FAEA/implementation_plan.md

2.6 KiB

Phase 4: Deployment & Optimization Implementation Plan

Goal Description

Transition the system from a functional prototype to a scalable, production-ready extraction grid. This involves:

  1. Scaling: Configuring Docker Compose for high concurrency (5 Browsers, 20 Extractors).
  2. Resilience: Implementing persistent task queues and auto-recovery logic.
  3. Observability: Integrating Prometheus metrics for monitoring health and success rates.

User Review Required

Note

Monitoring: We will add prometheus and grafana containers to docker-compose.yml to support the metrics collected by src/core/monitoring.py. Task Loops: We will introduce a new entry point src/orchestrator/worker.py to act as the persistent long-running process consuming from Redis.

Proposed Changes

Infrastructure

[UPDATE] docker-compose.yml

  • Services:
    • camoufox: Scale to 5 replicas. Set shm_size: 2gb. Limit CPU/Mem.
    • extractor: Scale to 20 replicas. Limit resources.
    • prometheus: Add service for metrics collection.
    • grafana: Add service for visualization.
    • redis: Optimize config.

Core Tier (Orchestration & Monitoring)

[NEW] src/core/monitoring.py

  • Class: MetricsCollector
  • Metrics:
    • auth_attempts (Counter)
    • session_duration (Histogram)
    • extraction_throughput (Counter)

[NEW] src/orchestrator/worker.py

  • Class: TaskWorker
  • Features:
    • Infinite loop consuming tasks from Redis lists (BLPOP).
    • Dispatch logic: auth -> CamoufoxManager, extract -> CurlClient.
    • Integration with SessionRecoveryManager for handling failures.

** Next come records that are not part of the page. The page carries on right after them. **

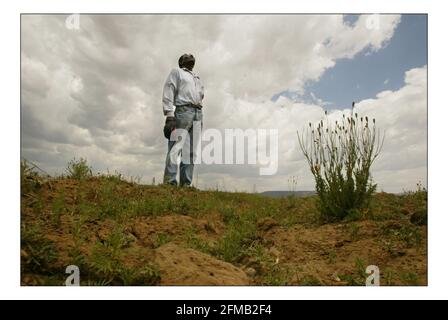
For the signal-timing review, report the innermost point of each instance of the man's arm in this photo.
(169, 92)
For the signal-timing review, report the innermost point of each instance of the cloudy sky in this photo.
(95, 92)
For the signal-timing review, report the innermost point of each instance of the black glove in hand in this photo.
(170, 125)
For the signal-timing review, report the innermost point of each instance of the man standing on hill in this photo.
(182, 105)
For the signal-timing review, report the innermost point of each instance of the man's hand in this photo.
(170, 125)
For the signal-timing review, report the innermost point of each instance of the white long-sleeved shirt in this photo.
(181, 87)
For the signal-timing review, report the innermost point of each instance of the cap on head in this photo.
(187, 61)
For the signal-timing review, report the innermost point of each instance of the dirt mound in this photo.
(181, 266)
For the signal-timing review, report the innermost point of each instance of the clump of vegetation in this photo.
(78, 169)
(340, 156)
(37, 252)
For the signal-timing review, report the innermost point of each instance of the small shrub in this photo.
(340, 157)
(78, 169)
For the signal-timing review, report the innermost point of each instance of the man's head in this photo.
(187, 61)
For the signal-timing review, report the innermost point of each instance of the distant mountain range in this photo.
(282, 194)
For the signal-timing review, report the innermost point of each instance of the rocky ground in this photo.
(122, 233)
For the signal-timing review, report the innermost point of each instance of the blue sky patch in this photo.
(365, 75)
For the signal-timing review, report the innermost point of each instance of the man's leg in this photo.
(187, 164)
(189, 150)
(170, 174)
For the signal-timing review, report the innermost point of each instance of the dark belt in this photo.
(191, 105)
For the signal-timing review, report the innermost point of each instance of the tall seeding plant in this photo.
(340, 155)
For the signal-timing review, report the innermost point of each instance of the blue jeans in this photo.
(181, 144)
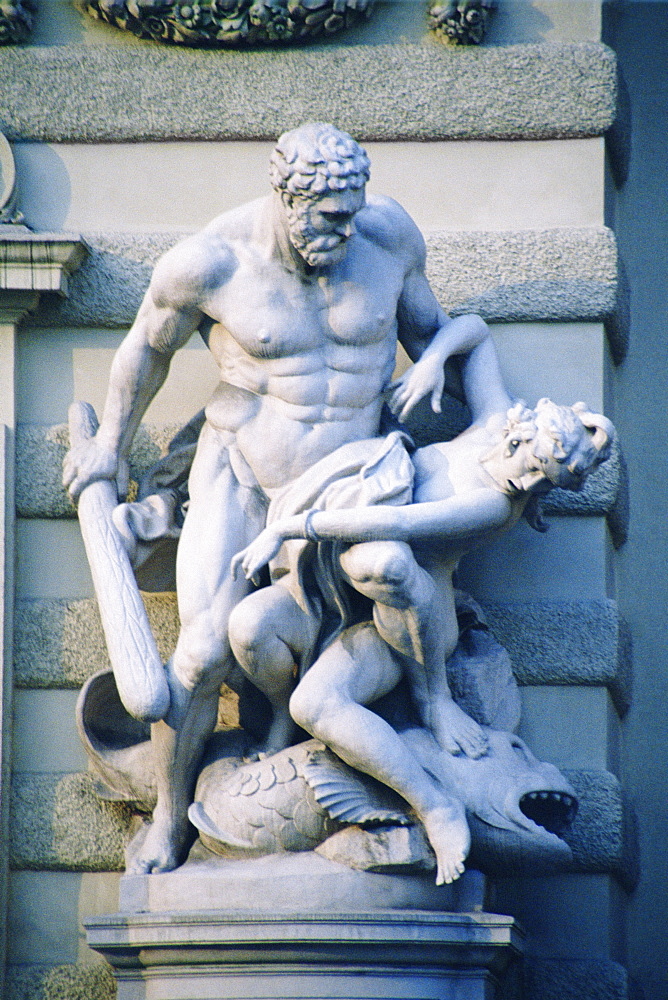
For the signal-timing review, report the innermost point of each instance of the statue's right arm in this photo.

[NEW] src/core/recovery.py

  • Class: SessionRecoveryManager
  • Features:
    • Handle cf_clearance_expired, ip_reputation_drop, etc.

Documentation

[UPDATE] README.md

  • Add "Production Usage" section.
  • Document how to scale and monitor.

Verification Plan

Automated Tests

  • Integration: Verify Worker picks up task from Redis.
  • Metrics: Verify /metrics endpoint is exposed and scraping.

Manual Verification

  • docker-compose up --scale camoufox=5 --scale extractor=20 to verify stability.
  • Check Grafana dashboard for metric data flow.